Quasi un terzo dei giornalisti che hanno partecipato allo studio, realizzato tra aprile e luglio 2016, ha indicato di avere subito aggressioni fisiche nel corso dei tre anni precedenti. L’ingerenza più frequente segnalata dal 69 % dei giornalisti è stata la violenza psicologica, sotto forma di intimidazioni, minacce, calunnie e umiliazioni.

La seconda forma più frequente di ingerenza, segnalata dal 53 % dei giornalisti interrogati, è stata il cyberbullismo, nella maggior parte dei casi sotto forma di accuse di parzialità, attacchi personali e campagne di diffamazione.
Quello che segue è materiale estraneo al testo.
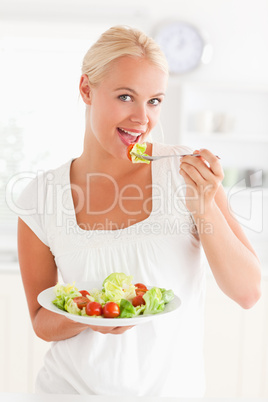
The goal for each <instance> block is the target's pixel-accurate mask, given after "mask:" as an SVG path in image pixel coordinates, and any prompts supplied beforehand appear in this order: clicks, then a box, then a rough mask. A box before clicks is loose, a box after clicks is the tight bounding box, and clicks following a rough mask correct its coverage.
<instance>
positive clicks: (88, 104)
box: [79, 74, 91, 105]
mask: <svg viewBox="0 0 268 402" xmlns="http://www.w3.org/2000/svg"><path fill="white" fill-rule="evenodd" d="M79 90H80V94H81V96H82V99H83V101H84V102H85V104H86V105H90V104H91V88H90V84H89V80H88V76H87V75H86V74H83V75H82V76H81V78H80V84H79Z"/></svg>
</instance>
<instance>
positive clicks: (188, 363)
mask: <svg viewBox="0 0 268 402" xmlns="http://www.w3.org/2000/svg"><path fill="white" fill-rule="evenodd" d="M189 151H191V150H189V148H186V147H182V146H178V145H176V146H171V145H166V144H159V143H154V144H153V154H154V155H161V154H173V153H178V154H180V153H187V152H189ZM71 162H72V161H69V162H67V163H66V164H64V165H63V166H61V167H59V168H57V169H54V170H50V171H47V172H45V173H43V174H42V175H39V176H37V177H36V178H35V179H33V180H32V181H31V182H30V184H29V185H28V186H27V187H26V189H25V190H24V191H23V193H22V194H21V196H20V198H19V200H18V202H17V206H18V208H19V210H20V213H19V216H20V218H21V219H23V220H24V222H25V223H26V224H27V225H28V226H29V227H30V228H31V229H32V230H33V232H34V233H35V234H36V235H37V236H38V237H39V239H40V240H41V241H42V242H43V243H44V244H46V245H47V246H48V247H49V248H50V250H51V252H52V254H53V255H54V258H55V262H56V265H57V268H58V270H59V273H60V275H61V277H62V280H63V281H64V282H65V283H73V282H74V281H77V282H81V281H93V282H95V281H98V282H100V283H101V282H102V281H103V280H104V279H105V278H106V277H107V276H108V275H109V274H111V273H112V272H124V273H126V274H127V275H132V276H133V283H137V282H142V283H144V284H147V285H148V286H159V287H161V288H166V289H172V290H173V291H174V293H175V294H176V295H177V296H178V297H179V298H180V299H181V306H180V307H179V308H178V310H176V312H174V313H173V314H170V315H169V314H166V315H165V316H163V317H162V318H159V319H157V320H152V321H150V322H146V323H143V324H141V325H137V326H135V327H133V328H131V329H130V330H127V331H126V332H125V333H124V334H122V335H111V334H100V333H98V332H95V331H93V330H91V329H90V328H89V329H86V330H84V331H83V332H81V333H80V334H78V335H76V336H74V337H72V338H69V339H66V340H62V341H57V342H52V344H51V348H50V350H49V351H48V353H47V354H46V356H45V359H44V366H43V368H42V369H41V371H40V372H39V374H38V377H37V381H36V391H37V392H43V393H59V394H60V393H62V394H68V393H70V394H75V393H78V394H90V395H134V396H167V397H168V396H170V397H202V396H203V395H204V391H205V379H204V367H203V321H204V297H205V269H204V266H203V265H202V264H201V245H200V241H199V239H198V235H197V233H196V232H195V230H196V228H195V225H194V222H193V219H192V216H191V214H190V213H189V211H188V210H187V208H186V206H185V183H184V180H183V178H182V176H180V174H179V173H178V171H179V159H177V158H168V159H163V160H160V161H155V162H153V163H151V169H152V198H153V199H152V211H151V214H150V215H149V216H148V218H146V219H145V220H143V221H141V222H138V223H135V224H133V225H130V226H129V227H126V228H123V229H120V228H117V229H115V230H102V229H101V228H100V227H97V226H96V228H94V230H84V229H83V228H81V227H79V226H78V225H77V221H76V216H75V211H74V205H73V199H72V195H71V186H70V166H71ZM36 269H38V267H37V268H36ZM48 325H49V323H48Z"/></svg>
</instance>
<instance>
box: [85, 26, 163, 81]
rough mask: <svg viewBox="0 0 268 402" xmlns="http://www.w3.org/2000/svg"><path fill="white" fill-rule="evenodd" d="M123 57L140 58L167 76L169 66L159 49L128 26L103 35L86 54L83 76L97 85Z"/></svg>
mask: <svg viewBox="0 0 268 402" xmlns="http://www.w3.org/2000/svg"><path fill="white" fill-rule="evenodd" d="M122 56H132V57H143V58H146V59H147V60H148V61H150V62H151V63H152V64H154V65H156V66H157V67H159V68H160V69H161V70H163V71H164V72H165V73H166V74H168V63H167V60H166V58H165V56H164V53H163V52H162V50H161V49H160V47H159V45H158V44H157V43H156V42H155V41H154V40H153V39H152V38H150V37H148V36H147V35H146V34H145V33H144V32H142V31H139V30H138V29H135V28H131V27H128V26H121V25H118V26H114V27H111V28H110V29H108V30H107V31H106V32H104V33H103V34H102V35H101V36H100V38H99V39H98V40H97V42H95V44H94V45H92V46H91V48H90V49H89V50H88V52H87V53H86V55H85V57H84V59H83V64H82V74H86V75H87V76H88V79H89V82H90V83H91V85H97V84H98V83H99V82H100V81H101V80H102V79H103V77H104V76H105V74H107V72H108V69H109V67H110V65H111V62H112V61H114V60H116V59H118V58H119V57H122Z"/></svg>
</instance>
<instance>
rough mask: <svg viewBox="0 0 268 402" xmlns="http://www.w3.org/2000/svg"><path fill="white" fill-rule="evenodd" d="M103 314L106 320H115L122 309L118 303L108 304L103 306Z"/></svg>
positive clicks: (117, 316) (102, 311) (111, 303)
mask: <svg viewBox="0 0 268 402" xmlns="http://www.w3.org/2000/svg"><path fill="white" fill-rule="evenodd" d="M102 313H103V316H104V317H105V318H115V317H118V316H119V314H120V308H119V306H118V304H117V303H114V302H108V303H106V304H105V305H104V306H103V309H102Z"/></svg>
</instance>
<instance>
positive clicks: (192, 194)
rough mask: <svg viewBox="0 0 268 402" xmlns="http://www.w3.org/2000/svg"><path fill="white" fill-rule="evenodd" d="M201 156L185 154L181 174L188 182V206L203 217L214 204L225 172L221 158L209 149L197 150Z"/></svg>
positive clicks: (187, 194)
mask: <svg viewBox="0 0 268 402" xmlns="http://www.w3.org/2000/svg"><path fill="white" fill-rule="evenodd" d="M194 153H198V154H200V155H201V156H200V157H197V156H184V157H183V158H182V159H181V166H180V174H181V175H182V176H183V178H184V180H185V183H186V185H187V186H186V196H185V197H186V198H185V199H186V207H187V208H188V210H189V211H190V212H191V213H192V214H193V216H194V217H202V216H204V215H205V214H206V212H208V211H209V209H210V208H211V207H212V206H213V205H214V202H215V194H216V192H217V190H218V188H219V186H220V184H221V182H222V180H223V177H224V174H223V169H222V167H221V164H220V161H219V159H218V158H217V157H216V156H215V155H214V154H212V153H211V152H210V151H209V150H207V149H201V150H199V151H195V152H194Z"/></svg>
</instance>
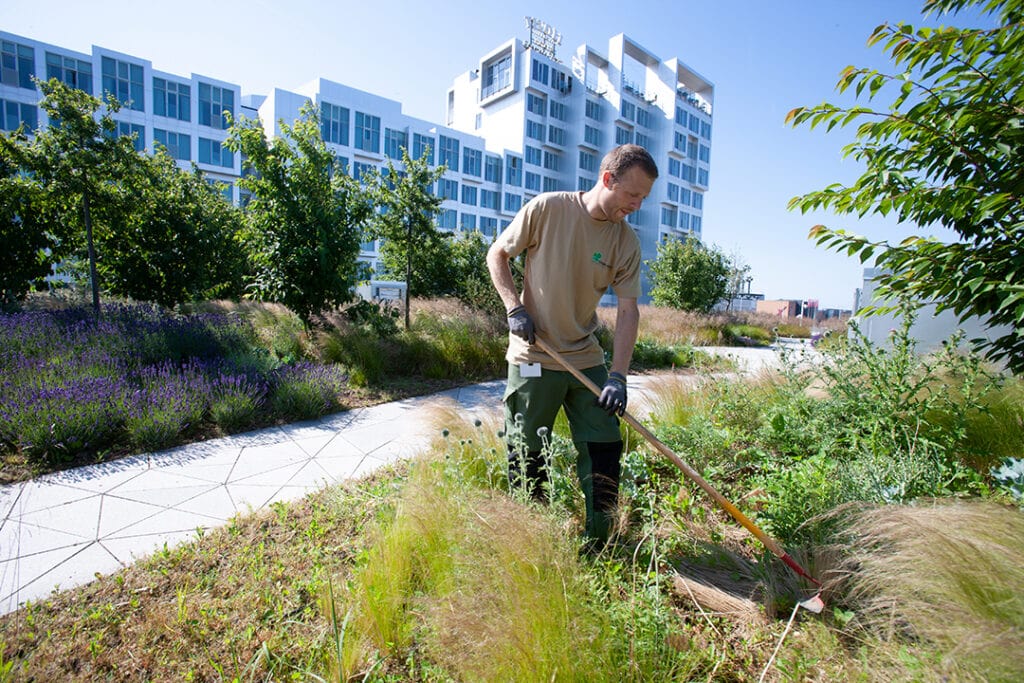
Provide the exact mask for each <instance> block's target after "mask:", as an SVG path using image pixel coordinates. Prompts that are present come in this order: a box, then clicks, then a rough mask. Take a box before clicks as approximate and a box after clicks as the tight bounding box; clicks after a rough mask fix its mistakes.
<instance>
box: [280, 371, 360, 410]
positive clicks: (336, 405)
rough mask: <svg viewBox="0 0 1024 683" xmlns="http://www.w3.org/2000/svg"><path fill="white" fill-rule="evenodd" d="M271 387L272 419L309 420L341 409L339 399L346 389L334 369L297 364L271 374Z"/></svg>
mask: <svg viewBox="0 0 1024 683" xmlns="http://www.w3.org/2000/svg"><path fill="white" fill-rule="evenodd" d="M271 386H272V387H273V392H272V394H271V396H270V404H271V408H272V409H273V412H274V415H278V416H280V417H283V418H288V419H293V420H309V419H312V418H317V417H319V416H322V415H327V414H328V413H331V412H334V411H337V410H340V409H341V402H340V400H339V397H338V396H339V394H340V393H341V391H342V389H344V387H345V375H344V373H342V372H341V370H339V369H338V368H336V367H334V366H316V365H313V364H311V362H298V364H295V365H292V366H283V367H282V368H279V369H278V370H276V371H274V373H273V375H272V377H271Z"/></svg>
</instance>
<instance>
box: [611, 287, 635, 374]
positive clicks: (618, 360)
mask: <svg viewBox="0 0 1024 683" xmlns="http://www.w3.org/2000/svg"><path fill="white" fill-rule="evenodd" d="M639 329H640V309H639V308H638V307H637V300H636V299H620V300H618V310H617V312H616V314H615V335H614V349H613V350H612V353H611V372H613V373H618V374H620V375H622V376H623V377H626V376H627V375H629V372H630V360H631V359H632V358H633V347H634V346H636V343H637V331H638V330H639Z"/></svg>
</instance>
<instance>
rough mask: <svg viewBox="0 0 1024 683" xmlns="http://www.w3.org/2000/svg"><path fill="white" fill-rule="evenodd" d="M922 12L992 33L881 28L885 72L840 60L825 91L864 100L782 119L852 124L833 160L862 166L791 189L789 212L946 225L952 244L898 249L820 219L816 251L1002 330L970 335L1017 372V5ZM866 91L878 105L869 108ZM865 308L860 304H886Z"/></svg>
mask: <svg viewBox="0 0 1024 683" xmlns="http://www.w3.org/2000/svg"><path fill="white" fill-rule="evenodd" d="M924 8H925V11H926V12H927V13H939V14H941V13H956V12H959V11H966V10H980V11H981V12H982V13H983V14H985V15H990V16H992V17H994V18H995V19H996V22H995V24H996V26H995V27H994V28H985V29H970V28H966V29H961V28H953V27H944V28H937V29H932V28H921V29H916V30H915V29H914V28H913V27H912V26H910V25H907V24H902V23H900V24H896V25H895V26H893V25H889V24H884V25H882V26H880V27H879V28H878V29H876V30H874V32H873V33H872V34H871V36H870V38H869V40H868V43H869V44H871V45H879V44H881V45H883V46H884V50H885V51H886V52H887V55H888V56H889V58H890V60H891V61H892V70H891V73H885V72H880V71H877V70H871V69H856V68H854V67H848V68H847V69H846V70H845V71H843V72H842V74H841V75H840V79H839V84H838V90H839V91H840V92H845V91H847V90H849V89H850V88H852V89H853V92H854V93H855V95H856V97H857V98H862V97H865V96H866V99H867V101H868V105H864V106H839V105H836V104H830V103H827V102H824V103H822V104H819V105H817V106H811V108H798V109H795V110H793V111H792V112H790V114H788V115H787V116H786V121H787V122H791V123H792V124H793V125H794V126H797V125H801V124H805V123H806V124H809V125H810V127H811V128H814V127H815V126H818V125H825V126H826V128H827V130H831V129H833V128H834V127H836V126H846V125H849V124H851V123H853V122H857V123H858V126H857V129H856V138H855V140H854V141H853V142H851V143H850V144H847V145H846V146H844V147H843V153H844V156H846V157H851V158H853V159H855V160H857V161H859V162H862V163H864V165H865V167H866V168H865V170H864V172H863V174H862V175H861V176H860V177H859V178H858V179H857V180H856V181H855V182H853V183H852V184H851V185H843V184H841V183H837V184H831V185H828V186H827V187H825V188H824V189H820V190H817V191H813V193H810V194H807V195H804V196H802V197H796V198H794V199H793V200H791V202H790V207H791V209H800V210H801V211H802V212H806V211H810V210H816V209H830V210H833V211H834V212H836V213H838V214H841V215H843V214H856V215H857V216H860V217H862V216H864V215H866V214H880V215H888V214H890V213H892V214H894V215H895V216H896V217H898V218H899V219H900V220H902V221H907V222H910V223H913V224H916V225H919V226H921V227H927V226H930V225H934V224H939V225H942V226H945V227H947V228H949V229H951V230H952V231H953V232H954V233H955V239H954V240H953V241H952V242H951V244H945V243H942V242H940V241H938V240H936V239H934V238H923V237H911V238H908V239H906V240H903V241H902V242H900V243H898V244H890V243H888V242H886V241H881V242H872V241H869V240H867V239H866V238H864V237H861V236H858V234H853V233H850V232H847V231H845V230H843V229H831V228H828V227H825V226H823V225H815V226H814V227H812V228H811V231H810V238H811V239H813V240H815V241H816V242H817V244H818V245H823V246H825V247H827V248H829V249H834V250H837V251H845V252H846V253H848V254H849V255H857V256H858V257H859V258H860V260H861V262H865V261H867V260H868V259H870V258H871V257H872V256H873V257H874V258H876V264H877V265H878V266H880V267H881V268H883V269H884V272H885V273H886V274H884V275H883V276H882V278H881V280H880V286H879V290H878V291H879V294H881V295H882V296H884V297H888V298H890V299H899V298H910V299H914V300H919V301H933V302H935V303H936V304H937V307H938V309H939V310H943V309H950V310H952V311H953V312H955V313H956V314H957V315H959V316H961V317H962V318H963V317H967V316H978V317H980V318H981V319H983V321H985V322H987V323H988V324H991V325H1006V326H1009V329H1010V330H1011V331H1010V332H1008V333H1007V334H1004V335H1001V336H999V337H997V338H995V339H993V340H992V341H988V340H984V339H978V340H974V344H975V347H976V348H977V349H978V350H980V351H982V352H984V353H985V354H986V355H987V356H988V357H989V358H990V359H993V360H1000V359H1006V360H1007V362H1008V365H1009V367H1010V368H1011V369H1012V370H1013V371H1014V372H1016V373H1020V372H1022V371H1024V267H1022V266H1024V256H1022V255H1024V90H1022V85H1024V1H1022V0H926V2H925V5H924ZM877 98H884V99H888V104H887V105H873V104H871V102H873V101H874V100H876V99H877ZM891 308H892V306H889V305H887V306H884V307H872V308H868V309H866V310H865V312H877V311H879V310H889V309H891Z"/></svg>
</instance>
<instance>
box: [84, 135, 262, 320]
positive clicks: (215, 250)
mask: <svg viewBox="0 0 1024 683" xmlns="http://www.w3.org/2000/svg"><path fill="white" fill-rule="evenodd" d="M137 171H138V172H137V173H135V174H133V175H132V177H131V181H130V182H124V183H122V184H121V188H122V191H124V193H127V194H130V196H131V197H130V198H125V200H126V201H127V200H129V199H130V200H131V206H132V209H131V211H130V212H127V213H126V214H125V216H124V218H123V220H121V221H119V223H118V224H116V226H115V229H111V230H108V231H105V232H100V233H99V234H98V240H97V242H98V245H99V249H100V252H101V253H102V255H103V258H102V259H101V260H100V268H99V269H100V275H101V276H102V280H103V282H104V284H106V285H108V286H109V287H110V289H111V291H112V292H113V293H115V294H120V295H123V296H128V297H132V298H134V299H139V300H143V301H155V302H157V303H159V304H161V305H164V306H168V307H170V306H175V305H177V304H179V303H181V302H184V301H195V300H199V299H211V298H237V297H239V296H241V294H242V279H243V275H244V269H245V256H244V252H243V250H242V245H241V243H240V242H239V232H240V228H241V212H240V211H239V210H238V209H236V208H234V207H233V206H231V204H230V203H229V202H228V201H227V200H225V199H224V198H223V196H222V195H221V194H220V191H219V189H218V188H217V187H216V186H214V185H211V184H210V183H209V182H207V180H206V178H205V177H204V175H203V173H202V171H200V170H198V169H197V168H196V167H195V166H194V167H193V169H191V170H190V171H188V170H183V169H181V168H179V167H178V165H177V164H176V163H175V161H174V160H173V159H172V158H171V157H170V156H169V155H168V154H167V153H166V151H163V150H161V151H158V152H157V154H155V155H154V156H152V157H143V158H141V159H140V164H139V166H138V168H137Z"/></svg>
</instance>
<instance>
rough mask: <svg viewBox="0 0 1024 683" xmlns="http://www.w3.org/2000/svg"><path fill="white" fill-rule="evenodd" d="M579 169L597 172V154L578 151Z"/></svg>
mask: <svg viewBox="0 0 1024 683" xmlns="http://www.w3.org/2000/svg"><path fill="white" fill-rule="evenodd" d="M580 169H581V170H583V171H590V172H591V173H596V172H597V155H595V154H591V153H590V152H584V151H583V150H581V151H580Z"/></svg>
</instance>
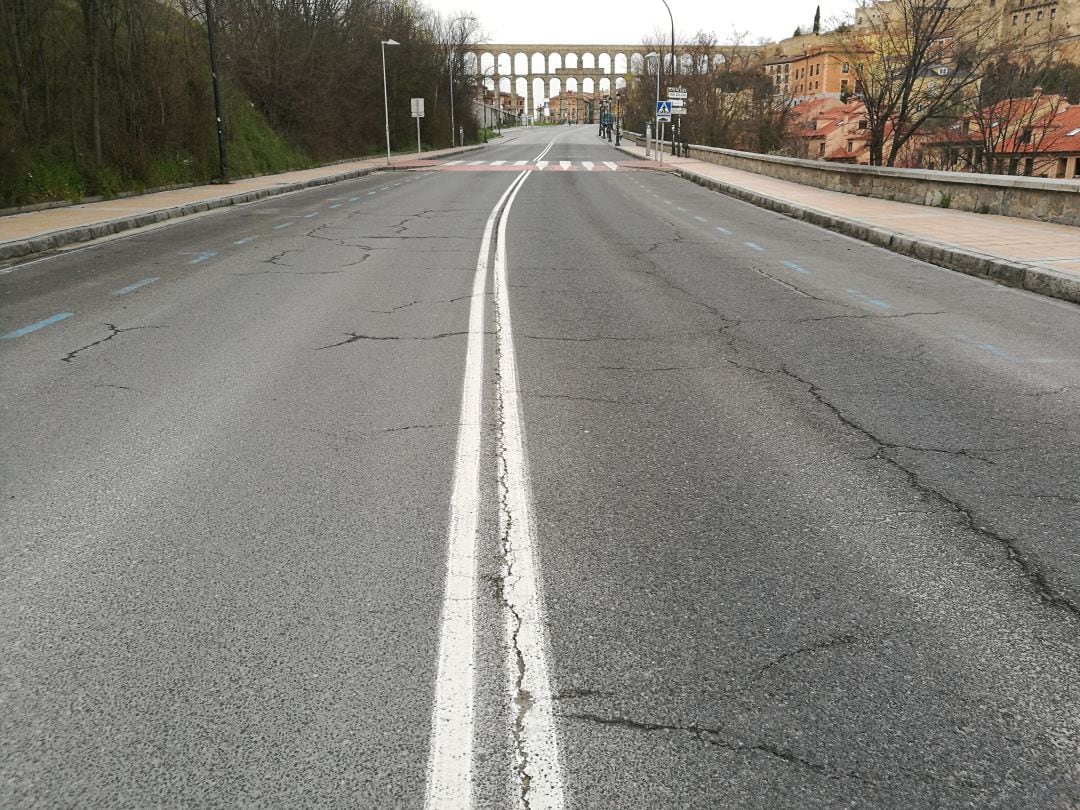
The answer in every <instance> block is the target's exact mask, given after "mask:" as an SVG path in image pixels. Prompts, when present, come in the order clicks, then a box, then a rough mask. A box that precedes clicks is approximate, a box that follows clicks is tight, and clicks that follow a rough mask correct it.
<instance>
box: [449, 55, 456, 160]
mask: <svg viewBox="0 0 1080 810" xmlns="http://www.w3.org/2000/svg"><path fill="white" fill-rule="evenodd" d="M457 137H458V127H457V126H455V125H454V52H453V51H451V52H450V146H454V145H455V141H456V140H457Z"/></svg>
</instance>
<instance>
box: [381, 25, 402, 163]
mask: <svg viewBox="0 0 1080 810" xmlns="http://www.w3.org/2000/svg"><path fill="white" fill-rule="evenodd" d="M400 44H401V42H394V41H393V40H392V39H384V40H382V112H383V114H384V117H386V122H387V165H388V166H389V165H390V97H389V95H387V45H400Z"/></svg>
Le intimidazioni provenienti da gruppi di interesse hanno costituito la terza forma di ingerenza più frequente (50 %), seguite da minacce fisiche (46 %), intimidazioni da parte di gruppi politici (43 %), sorveglianza mirata (39 %) e intimidazioni da parte della polizia (35 %).

Lo studio ha lo scopo di alimentare con dati fattuali il dibattito sulle risposte da fornire alle minacce che gravano sulla libertà di stampa, che sono sensibilmente aumentate in questi ultimi anni in Europa. È stato realizzato mediante un questionario anonimo, somministrato online in cinque lingue a professionisti dell’informazione selezionati essenzialmente tra i componenti di cinque grandi organizzazioni di giornalisti e di associazioni per la difesa della libertà di espressione.